Nine or one-third of Nigeria’s 27 power plants were idle on Thursday, making 2,079.1 megawatts (mw) out of the nation’s total generation capacity remain idle.

Total power generation climbed to 3,269mw as of 6 am Thursday, according to data from the Nigerian Electricity System Operator’s website, up from 3,074.6mw a day before.

The country’s installed generation capacity is 12,910.40mw, available capacity 7,652.60mw, transmission wheeling capacity 8,100mw and all-time peak generation 5,375mw

Five of the power plants were among those constructed under the National Integrated Power Project including namely Gbarain, Ihovbor, Olorunsogo II, Omotosho II and Alaoji. AES, Afam IV & V, Ibom Power and ASCO made up the rest.

Read also: NNPC increases gas supply to power plants by 19%, remits N219bn to FAAC

The system operator cited low load demand by the distribution companies, maintenance, gas inadequacy, frequency response and gas pipeline rupturing among other reasons for the shutdown.

One of the plants, AES, has not produced power since September 2014.

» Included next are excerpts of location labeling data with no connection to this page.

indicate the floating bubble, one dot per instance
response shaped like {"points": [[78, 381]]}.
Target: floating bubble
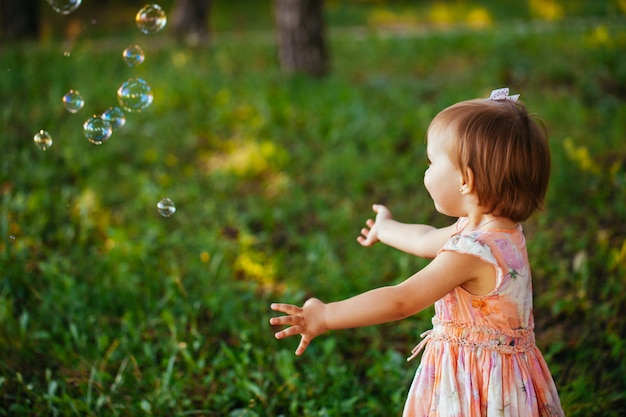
{"points": [[166, 207], [64, 6], [134, 95], [73, 101], [115, 116], [151, 19], [133, 55], [43, 140], [97, 130]]}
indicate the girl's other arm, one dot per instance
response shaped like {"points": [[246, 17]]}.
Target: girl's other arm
{"points": [[417, 239], [446, 272]]}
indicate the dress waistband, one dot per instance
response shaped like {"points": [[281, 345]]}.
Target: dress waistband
{"points": [[469, 334]]}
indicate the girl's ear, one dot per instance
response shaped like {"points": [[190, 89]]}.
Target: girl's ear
{"points": [[467, 186]]}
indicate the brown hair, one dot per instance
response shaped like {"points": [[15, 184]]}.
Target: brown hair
{"points": [[507, 150]]}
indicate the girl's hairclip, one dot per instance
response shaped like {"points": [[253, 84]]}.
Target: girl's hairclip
{"points": [[502, 94]]}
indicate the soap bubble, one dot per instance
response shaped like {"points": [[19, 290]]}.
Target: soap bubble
{"points": [[97, 130], [115, 116], [43, 140], [64, 6], [151, 19], [166, 207], [133, 55], [73, 101], [134, 95]]}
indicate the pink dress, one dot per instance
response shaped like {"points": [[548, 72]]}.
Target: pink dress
{"points": [[480, 358]]}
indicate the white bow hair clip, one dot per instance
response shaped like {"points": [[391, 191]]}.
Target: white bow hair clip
{"points": [[502, 94]]}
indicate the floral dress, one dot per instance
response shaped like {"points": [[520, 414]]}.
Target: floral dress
{"points": [[480, 358]]}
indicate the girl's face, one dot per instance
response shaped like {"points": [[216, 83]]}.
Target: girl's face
{"points": [[443, 179]]}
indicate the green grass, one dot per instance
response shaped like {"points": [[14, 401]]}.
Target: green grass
{"points": [[106, 308]]}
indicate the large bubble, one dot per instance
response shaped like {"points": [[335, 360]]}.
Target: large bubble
{"points": [[134, 95], [73, 101], [133, 55], [97, 130], [115, 116], [151, 19], [166, 207], [64, 6], [43, 140]]}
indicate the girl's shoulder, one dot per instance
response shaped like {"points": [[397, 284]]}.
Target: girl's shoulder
{"points": [[505, 248]]}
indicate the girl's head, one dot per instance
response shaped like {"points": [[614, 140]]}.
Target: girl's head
{"points": [[501, 150]]}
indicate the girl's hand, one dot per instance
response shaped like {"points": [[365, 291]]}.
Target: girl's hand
{"points": [[308, 321], [369, 234]]}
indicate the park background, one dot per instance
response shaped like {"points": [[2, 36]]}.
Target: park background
{"points": [[108, 308]]}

Nigeria derives the 87.5 per cent of its electricity from gas-fired power plants, with the rest 12.5 per cent coming from hydro sources.

The Advisory Power Team, Office of the Vice-President said on Wednesday, “the power sector lost an estimated N2.01bn on July 14, 2020 due to constraints from insufficient gas supply, distribution infrastructure and transmission infrastructure.”